I like to use the following example.

Let’s say we have a library and are creating useful indexes for it.

We make a red book that lists all the library books that refer to the themselves. Encyclopedias, dictionaries, etc.

We make a green book that lists all the library books that don’t refer to themselves. That will be most of them.

Now, logicians and mathematicians started the 20th century working on the rules of logic that would let us decide for every statement whether it was true or false. Somewhere God should have an answer book listing all the true statements in our system of logic. For any function we would like to be able to determine whether F(x) or not F(x) is in God’s answer book.

Russel’s paradox asks: “Does the green book lists itself?” We can’t answer “yes,” because if it does it shouldn’t. We can’t answer “no” because if it doesn’t, it should. We can’t find either F(x) or not F(x) in God’s answer book. Oops.

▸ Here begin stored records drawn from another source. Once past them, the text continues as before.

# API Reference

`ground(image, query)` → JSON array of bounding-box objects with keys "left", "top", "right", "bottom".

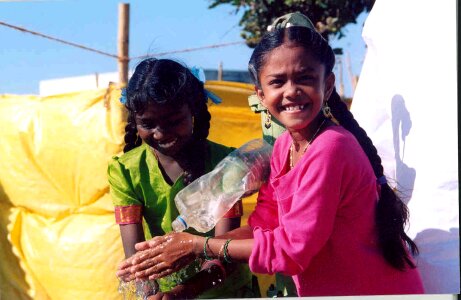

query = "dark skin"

[
  {"left": 119, "top": 41, "right": 335, "bottom": 279},
  {"left": 117, "top": 103, "right": 240, "bottom": 299}
]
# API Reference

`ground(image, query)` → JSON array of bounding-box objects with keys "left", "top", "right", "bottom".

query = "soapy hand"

[{"left": 126, "top": 232, "right": 196, "bottom": 280}]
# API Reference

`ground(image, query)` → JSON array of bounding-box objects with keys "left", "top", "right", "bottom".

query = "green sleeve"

[{"left": 107, "top": 157, "right": 143, "bottom": 206}]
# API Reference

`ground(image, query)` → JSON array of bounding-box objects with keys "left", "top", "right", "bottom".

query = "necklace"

[{"left": 290, "top": 119, "right": 327, "bottom": 170}]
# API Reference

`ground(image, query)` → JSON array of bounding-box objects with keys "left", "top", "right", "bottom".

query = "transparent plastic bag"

[{"left": 172, "top": 139, "right": 272, "bottom": 232}]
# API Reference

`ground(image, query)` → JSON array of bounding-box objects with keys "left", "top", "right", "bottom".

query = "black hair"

[
  {"left": 248, "top": 26, "right": 418, "bottom": 270},
  {"left": 123, "top": 58, "right": 211, "bottom": 184}
]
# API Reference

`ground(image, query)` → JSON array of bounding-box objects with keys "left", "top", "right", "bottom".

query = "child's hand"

[
  {"left": 115, "top": 257, "right": 135, "bottom": 282},
  {"left": 130, "top": 232, "right": 199, "bottom": 280},
  {"left": 147, "top": 284, "right": 197, "bottom": 300}
]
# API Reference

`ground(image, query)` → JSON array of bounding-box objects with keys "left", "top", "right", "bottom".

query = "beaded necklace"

[{"left": 290, "top": 119, "right": 327, "bottom": 170}]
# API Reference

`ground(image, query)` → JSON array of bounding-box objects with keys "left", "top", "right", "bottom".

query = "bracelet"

[
  {"left": 223, "top": 239, "right": 232, "bottom": 263},
  {"left": 203, "top": 236, "right": 212, "bottom": 260},
  {"left": 201, "top": 259, "right": 226, "bottom": 279}
]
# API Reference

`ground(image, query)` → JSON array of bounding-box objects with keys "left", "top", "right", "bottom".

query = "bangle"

[
  {"left": 201, "top": 259, "right": 226, "bottom": 279},
  {"left": 223, "top": 239, "right": 232, "bottom": 263},
  {"left": 203, "top": 236, "right": 212, "bottom": 260}
]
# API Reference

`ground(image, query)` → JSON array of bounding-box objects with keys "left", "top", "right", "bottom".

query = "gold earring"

[
  {"left": 322, "top": 102, "right": 333, "bottom": 119},
  {"left": 264, "top": 110, "right": 272, "bottom": 129}
]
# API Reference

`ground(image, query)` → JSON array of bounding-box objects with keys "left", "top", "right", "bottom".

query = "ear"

[
  {"left": 324, "top": 72, "right": 336, "bottom": 101},
  {"left": 255, "top": 85, "right": 265, "bottom": 105}
]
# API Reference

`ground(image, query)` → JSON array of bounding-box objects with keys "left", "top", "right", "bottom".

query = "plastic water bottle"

[{"left": 172, "top": 139, "right": 272, "bottom": 232}]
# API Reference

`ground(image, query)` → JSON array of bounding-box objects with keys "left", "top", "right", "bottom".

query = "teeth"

[
  {"left": 285, "top": 105, "right": 304, "bottom": 111},
  {"left": 158, "top": 139, "right": 176, "bottom": 148}
]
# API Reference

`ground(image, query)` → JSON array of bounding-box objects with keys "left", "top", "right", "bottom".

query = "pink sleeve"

[
  {"left": 249, "top": 138, "right": 353, "bottom": 275},
  {"left": 248, "top": 183, "right": 279, "bottom": 229}
]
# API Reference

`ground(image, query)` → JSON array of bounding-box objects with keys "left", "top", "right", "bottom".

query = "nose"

[
  {"left": 284, "top": 82, "right": 301, "bottom": 99},
  {"left": 152, "top": 126, "right": 165, "bottom": 140}
]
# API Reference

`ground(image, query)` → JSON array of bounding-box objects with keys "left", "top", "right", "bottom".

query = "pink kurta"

[{"left": 248, "top": 126, "right": 423, "bottom": 296}]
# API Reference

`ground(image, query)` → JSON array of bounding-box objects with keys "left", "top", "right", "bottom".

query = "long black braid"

[
  {"left": 248, "top": 26, "right": 418, "bottom": 270},
  {"left": 123, "top": 58, "right": 211, "bottom": 184}
]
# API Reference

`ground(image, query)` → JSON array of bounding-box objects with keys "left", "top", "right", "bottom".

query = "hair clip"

[
  {"left": 119, "top": 88, "right": 127, "bottom": 104},
  {"left": 189, "top": 66, "right": 206, "bottom": 83},
  {"left": 205, "top": 89, "right": 222, "bottom": 104}
]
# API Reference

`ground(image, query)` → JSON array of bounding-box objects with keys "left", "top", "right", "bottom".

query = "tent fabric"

[
  {"left": 0, "top": 82, "right": 272, "bottom": 299},
  {"left": 351, "top": 0, "right": 460, "bottom": 294}
]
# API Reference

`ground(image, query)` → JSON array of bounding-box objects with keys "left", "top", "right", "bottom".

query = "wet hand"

[
  {"left": 115, "top": 257, "right": 135, "bottom": 282},
  {"left": 131, "top": 232, "right": 196, "bottom": 280}
]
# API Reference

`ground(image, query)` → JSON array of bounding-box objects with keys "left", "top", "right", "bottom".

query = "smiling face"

[
  {"left": 135, "top": 102, "right": 193, "bottom": 156},
  {"left": 256, "top": 43, "right": 335, "bottom": 131}
]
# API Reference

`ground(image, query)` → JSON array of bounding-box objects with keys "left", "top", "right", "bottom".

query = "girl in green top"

[{"left": 108, "top": 59, "right": 255, "bottom": 298}]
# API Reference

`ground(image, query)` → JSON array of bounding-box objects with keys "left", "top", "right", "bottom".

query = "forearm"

[
  {"left": 120, "top": 223, "right": 145, "bottom": 258},
  {"left": 194, "top": 236, "right": 254, "bottom": 263},
  {"left": 215, "top": 225, "right": 253, "bottom": 240}
]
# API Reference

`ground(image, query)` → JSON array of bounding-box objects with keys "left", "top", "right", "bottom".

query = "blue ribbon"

[{"left": 189, "top": 66, "right": 222, "bottom": 104}]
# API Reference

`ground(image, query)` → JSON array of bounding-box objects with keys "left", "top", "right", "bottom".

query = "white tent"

[{"left": 351, "top": 0, "right": 460, "bottom": 294}]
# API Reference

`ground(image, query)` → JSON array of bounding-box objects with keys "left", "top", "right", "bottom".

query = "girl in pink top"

[{"left": 119, "top": 14, "right": 424, "bottom": 296}]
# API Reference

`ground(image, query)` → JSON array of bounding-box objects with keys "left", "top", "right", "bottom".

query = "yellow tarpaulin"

[{"left": 0, "top": 81, "right": 272, "bottom": 300}]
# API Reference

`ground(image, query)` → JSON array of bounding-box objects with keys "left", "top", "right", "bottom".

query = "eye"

[
  {"left": 298, "top": 74, "right": 315, "bottom": 82},
  {"left": 268, "top": 78, "right": 283, "bottom": 87},
  {"left": 139, "top": 122, "right": 155, "bottom": 129}
]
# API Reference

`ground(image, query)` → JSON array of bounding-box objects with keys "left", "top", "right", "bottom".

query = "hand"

[
  {"left": 147, "top": 284, "right": 197, "bottom": 300},
  {"left": 115, "top": 256, "right": 135, "bottom": 282},
  {"left": 129, "top": 232, "right": 197, "bottom": 280}
]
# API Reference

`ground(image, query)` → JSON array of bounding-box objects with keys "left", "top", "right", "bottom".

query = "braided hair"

And there is another question we could ask. “Does the red book list itself?” If it does…great! “F(red book)” goes in God’s answer book. If it doesn’t…great! It shouldn’t! “Not F(red book)” goes in God’s answer book.

Oops. We don’t want both F(x) and notF(x) to be true.

You probably think “this book refers to itself” sounds like a really weird function. Maybe we can just leave it out of our system of logic? Sweep the problem under the rug.

But Gödel proved that any formal logic with enough tools to include statements like (1+2=3) will have this problem.